Aux racines du racisme anti-noir | Recension du livre « NoirEs  sous surveillance » de Robyn Maynard

Publié le 27 mars 2020
Par : Alexandra Pierre

Alexandra Pierre est auteure, militante féministe et vice-présidente de la Ligue des droits et libertés.

 Cette recension du livre « NoirEs sous surveillance » de la montréalaise Robyn Maynard vous fera découvrir la pensée de cette inspirante militante communautaire depuis longtemps impliquée dans les mouvements contre le profilage racial ou la violence policière. Ses contributions sur les enjeux de la race, du genre et sur la discrimination sont enseignées au Canada et aux États-Unis. Elle a écrit, entre autres, pour le Washington Post, le Toronto Star, la Gazette de Montréal. Le livre NoirEs sous surveillance, ici discuté, a obtenu le Prix des libraires du Québec 2019 dans la catégorie essais. À la lecture de ce livre, on comprend que les violences policières, notamment les contrôles au faciès, participent d’une matrice coloniale qui résonne particulièrement fort dans les pays qui ont une longue histoire liée au commerce triangulaire et à l’esclavage.
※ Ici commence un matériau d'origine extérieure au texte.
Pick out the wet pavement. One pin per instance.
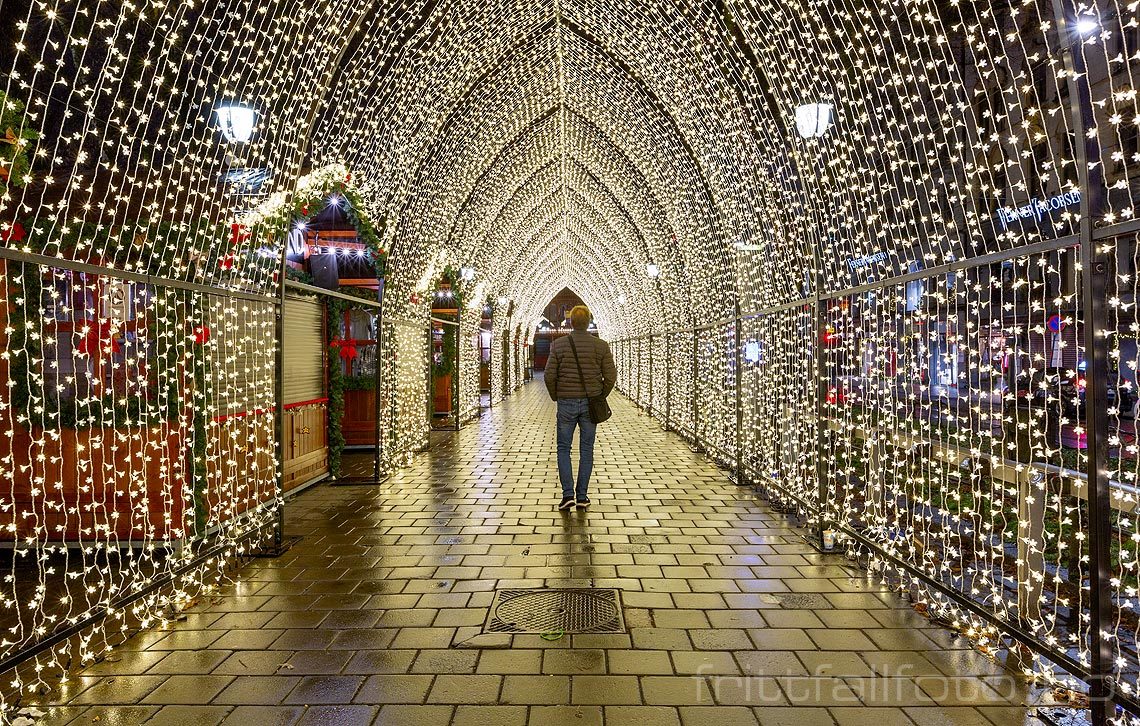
(375, 616)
Mis à part la sortie de l’essai Policing Black Lives de Robyn Maynard, la saison estivale 2017 est marquée par une parade de la Saint-Jean où de jeunes hommes noirs habillés en faux haillons poussent un char allégorique sur lequel chante une femme blanche, entouré de femmes blanches, elles-mêmes habillées tout de blanc. C’était aussi l’été de l’arrivée de milliers de personnes originaires d’Haïti qui cherchaient un refuge au Québec, ce qui allait susciter de nombreux commentaires racistes, autant dans les médias sociaux que traditionnels. Un an plus tard, à l’automne 2018, paraissait aux Éditions Mémoire d’encrier la traduction du livre de Maynard : NoirEs sous surveillance. Esclavage, répression et violence d’État au Canada. À ce moment-là, on parlait toujours de la pièce SLAV, de sa (non) représentation des personnes noires ainsi que des libertés qu’elle prenait avec leurs histoires; la famille de Nicholas Gibbs, jeune homme de 23 ans tué par les policiers, intentait une poursuite contre la Ville de Montréal et… un nombre important de migrants haïtiens en situation d’errance tentait de trouver refuge au Canada.

Le passé dans le présent

Ces événements illustrent bien toute la thèse discutée par Robyn Maynard dans NoirEs sous surveillance : le présent des personnes noires au Canada est la suite logique de 200 ans d’histoire de surveillance, de déshumanisation, de répression et de dévalorisation. La violence esclavagiste et coloniale du Canada (et de ses provinces) ne fait pas partie d’un passé révolu: elle est réitérée chaque jour dans les tentatives de contrôle des personnes noires, dans la manière de les dépeindre, de les traiter, de les dénigrer.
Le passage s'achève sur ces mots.